Image by flikr user .schill, used under CC licenseDefault passwords are bad. Many systems will have a default password that many people never bother to change. Which of course means that someone who knows that default can easily gain access to a number of accounts! For one extreme example, consider a story from Richard Feynman’s autobiography, Surely You’re Joking, My Feynman! A military big-shot is not available and some papers from his safe are needed; unfortunately, nobody knows the big shot’s safe combination and they’re unable to reach him. However, someone on the base happens to know the default combination on this huge, heavy, very expensive safe loaded with highly classified documents… and it turns out that the big shot never bothered to change it. Oops! Don’t make that mistake; whether it’s a wireless router or something else, if you have something with a default password and you care whether people can get in, change the password!

Hackers will commonly find passwords by simply trying every word in the dictionary; this makes dictionary words a bad idea! Particularly popular (and thus particularly bad) choices include god, love, lust, money, password, private, qwerty, secret, sex, and snoopy, but any dictionary word is a bad choice.

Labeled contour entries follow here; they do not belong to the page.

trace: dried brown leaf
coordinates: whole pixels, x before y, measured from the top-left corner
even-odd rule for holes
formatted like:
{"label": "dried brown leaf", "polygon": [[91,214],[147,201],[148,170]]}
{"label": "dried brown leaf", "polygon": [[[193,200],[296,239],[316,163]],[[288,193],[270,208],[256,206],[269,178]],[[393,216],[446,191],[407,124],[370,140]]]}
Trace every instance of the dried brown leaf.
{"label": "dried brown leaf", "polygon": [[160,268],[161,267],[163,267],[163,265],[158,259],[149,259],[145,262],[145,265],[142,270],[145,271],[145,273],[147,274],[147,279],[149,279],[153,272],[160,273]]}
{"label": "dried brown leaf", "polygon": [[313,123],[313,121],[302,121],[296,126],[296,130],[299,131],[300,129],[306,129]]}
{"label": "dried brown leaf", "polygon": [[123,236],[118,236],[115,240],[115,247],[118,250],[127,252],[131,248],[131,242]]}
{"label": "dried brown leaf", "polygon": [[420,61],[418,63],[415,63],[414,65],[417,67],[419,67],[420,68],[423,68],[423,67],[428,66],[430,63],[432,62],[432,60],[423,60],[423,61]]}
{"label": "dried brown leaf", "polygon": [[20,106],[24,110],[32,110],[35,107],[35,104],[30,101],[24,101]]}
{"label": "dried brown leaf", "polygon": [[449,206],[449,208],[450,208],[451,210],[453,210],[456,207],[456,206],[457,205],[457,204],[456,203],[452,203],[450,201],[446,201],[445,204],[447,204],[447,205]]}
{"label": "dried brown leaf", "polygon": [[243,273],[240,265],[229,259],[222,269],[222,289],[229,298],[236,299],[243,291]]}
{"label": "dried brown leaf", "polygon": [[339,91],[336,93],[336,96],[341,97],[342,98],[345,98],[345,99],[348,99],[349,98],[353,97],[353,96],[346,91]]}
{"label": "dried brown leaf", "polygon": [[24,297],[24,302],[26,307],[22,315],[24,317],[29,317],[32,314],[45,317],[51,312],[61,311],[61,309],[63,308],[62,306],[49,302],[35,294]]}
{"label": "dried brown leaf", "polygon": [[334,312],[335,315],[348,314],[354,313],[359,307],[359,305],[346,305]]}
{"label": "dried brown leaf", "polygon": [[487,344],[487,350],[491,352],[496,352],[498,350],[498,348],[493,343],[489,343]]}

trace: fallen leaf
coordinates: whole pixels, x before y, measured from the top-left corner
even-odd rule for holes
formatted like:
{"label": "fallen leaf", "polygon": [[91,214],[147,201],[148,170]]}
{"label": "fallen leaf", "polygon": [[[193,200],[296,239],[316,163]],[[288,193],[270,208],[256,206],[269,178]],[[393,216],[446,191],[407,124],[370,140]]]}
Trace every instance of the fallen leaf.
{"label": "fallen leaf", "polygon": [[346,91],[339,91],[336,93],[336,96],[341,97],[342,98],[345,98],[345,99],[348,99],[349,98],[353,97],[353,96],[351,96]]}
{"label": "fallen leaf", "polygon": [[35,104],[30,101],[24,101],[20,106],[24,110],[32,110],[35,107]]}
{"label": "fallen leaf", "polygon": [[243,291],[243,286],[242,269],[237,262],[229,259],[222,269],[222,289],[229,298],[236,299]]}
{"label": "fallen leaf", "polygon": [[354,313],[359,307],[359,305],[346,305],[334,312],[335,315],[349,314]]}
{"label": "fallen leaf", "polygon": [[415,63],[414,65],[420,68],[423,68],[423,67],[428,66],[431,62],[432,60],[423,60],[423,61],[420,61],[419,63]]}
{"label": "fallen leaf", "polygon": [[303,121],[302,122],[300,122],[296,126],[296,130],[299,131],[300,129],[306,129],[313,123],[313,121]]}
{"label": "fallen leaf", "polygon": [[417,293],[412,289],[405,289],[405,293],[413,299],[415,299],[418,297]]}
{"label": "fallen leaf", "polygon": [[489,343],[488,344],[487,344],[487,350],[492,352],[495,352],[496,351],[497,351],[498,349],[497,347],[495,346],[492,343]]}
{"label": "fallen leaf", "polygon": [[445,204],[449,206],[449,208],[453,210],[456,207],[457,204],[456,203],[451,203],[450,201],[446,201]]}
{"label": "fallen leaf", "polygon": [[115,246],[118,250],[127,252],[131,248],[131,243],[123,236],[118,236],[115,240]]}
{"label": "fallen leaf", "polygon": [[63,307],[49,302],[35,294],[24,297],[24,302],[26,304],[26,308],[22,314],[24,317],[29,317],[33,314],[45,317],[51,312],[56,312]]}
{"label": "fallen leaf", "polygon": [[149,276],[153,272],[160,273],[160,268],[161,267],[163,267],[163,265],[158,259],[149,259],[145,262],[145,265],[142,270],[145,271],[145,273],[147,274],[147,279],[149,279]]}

Other bad passwords are those that can be easily guessed, such as your zip code, birthday, kid’s names, spouse’s birthday, etc. While these have the advantage of being easy to remember (see below), they’re also easy for someone else to guess.

Choosing Good Computer Security Codes and Passwords

A good password is one that isn’t a common word or anything else someone could guess, but that is somehow meaningful to you. It doesn’t do you much good to keep everyone else out of the system if you can’t get in, either! For something like a home wireless router where it’s rare that you need to type in the password, you can get away with using a random string and writing it down, but you certainly wouldn’t want to leave your bank passwords lying around! While some people can remember random strings, most of us will probably forget them. Accordingly, the trick is to come up with a string that is meaningful to you but gibberish to anyone else.

In one Asimov story, a character had a 14-character password chosen by taking the first letter of each line of a poem; while his enemy was able to figure out the password (from knowing the approximate length and the character’s background and love of poetry), the idea still holds: choose a string of characters that refers to something meaningful. For example, suppose your wife’s name is Mary, you met her when you were 27, you went to Paris for your honeymoon, and your daughter was born when you were 32, something that you found very exciting. The string M27PF32! is thus total gibberish to anyone not familiar with your line of reasoning, but should be easy enough for you to remember.